A bright orange headwrap and wrapped dress of linen once dyed brilliant and now faded with grime and age into barely discernible patterns. Around her neck were several strange necklaces crowding each other: teeth and beads, knots of human hair and carved bone like intricate charms. A leather cord with a small pouch tied at one end; a small head hanging by a few strands of hair, flesh shriveled like a carved apple shrunken beneath the sun.
He had not noticed the lantern hanging above his head until now. He obeyed her, lifting the tinderbox to light it as well. Now his own profile could be seen in the light, her eye studying him with interest.
“A handsome face upon this one,” she said, her accent softening th to d in its rhythm. “A sailor of the Twins’ House be he, once.” Her eye was upon the right sleeve of Jack’s leather coat as if she saw through it.

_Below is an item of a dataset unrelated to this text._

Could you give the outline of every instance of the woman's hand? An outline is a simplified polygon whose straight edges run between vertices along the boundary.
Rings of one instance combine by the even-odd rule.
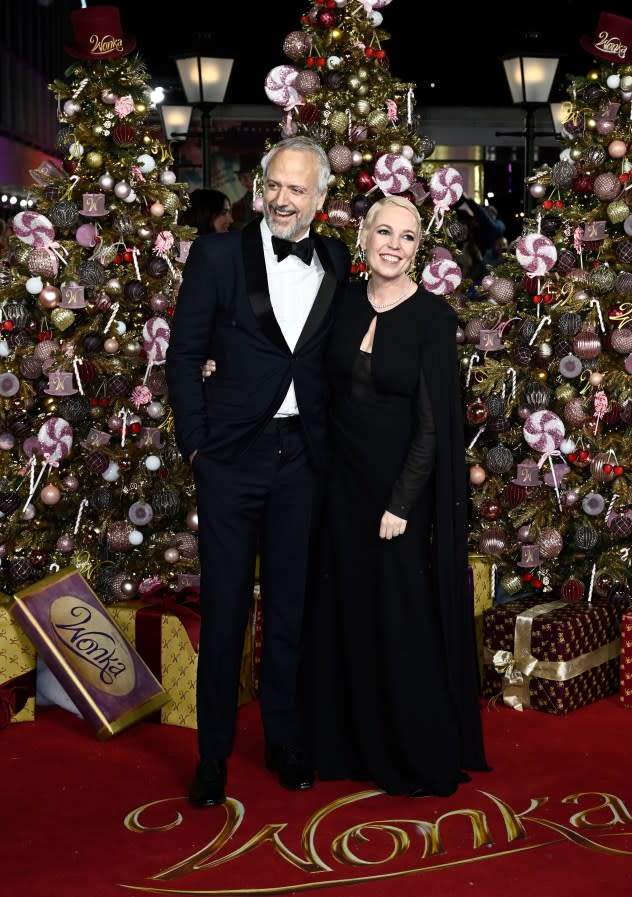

“Once, yes.” He flushed, his color quickly fading away in succession. His right arm had born a tattoo of the celestial sign for this astrology house, but even if she could see through his sleeve, there was nothing which remained of it but a scar. Grimewalde had burned it from Jack’s arm, ignoring the cries and oaths which the act drew forth. Destroying it in the same manner he had destroyed anything he feared would identify Jack’s mercenary past -- for the bodies of royalty did not bear painted marks.
“But dat was a long time ago,” she surmised, as if reading his thoughts. “Come and tell me what you are here for.”
The words came forth without him even realizing he spoke them. “A map to the pool of the fairies,” he said.
He had spoken that thought aloud? In surprise, he felt his lips part again, although no sound came out this time. The calm expression of the woman before him had not been altered by these words.
“Let me see de palm.” At her command, he held out his hand. A brown one slid beneath it, a worn, dry thumb paring his fingers back from the center.
She did not trace the lines; a faint click and a soft sigh, spaced apart from each other, were the only sounds which came from her throat as she studied it. There was nothing in that expressionless dark eye which would tell him anything.
“It is a strong thing that binds you,” she said, softly. “You are afraid of its power, I see.”
“Yes.” His voice trembled. She had released his hand, so he withdrew it.
“And so you wish to go to de fairy pool to find dem,” she continued. “Because de magic of fairy spirits is very strong also.”
“It would take it off, I was told.” Jack ventured. “If it were one of the powerful ones living among humans. Is it true?’
“It is true,” she answered. “And you have found such a one.” Jack shivered again at these words, as the woman continued speaking. “But if you don’t hurry, it will all be gone.”
“Gone,” repeated Jack. “How?” He pictured Faenwick vanishing in the blink of an eye, returning to some existence of fairies and magical beings beyond the reach of human travel.
“Because de powerful ones give it all away to one person.” The fortune teller tapped her finger on the table, a jagged, dirty nail hewed short. “Dey know only when dey see de one. Dat is always true. If it has power now, it will not have it tomorrow, perhaps, if de moment comes.”
Blood thundered in Jack’s ears. “How soon?” he asked. There was nothing of this in the fairy book of the magician who breached their world that he recalled from the translator’s readings this night past.
“Who knows?” The fortune teller shrugged, her head tilted to one side. “Dey don’t know, perhaps. But if you force dem before --“ she lowered her voice, “-- dat is another matter.”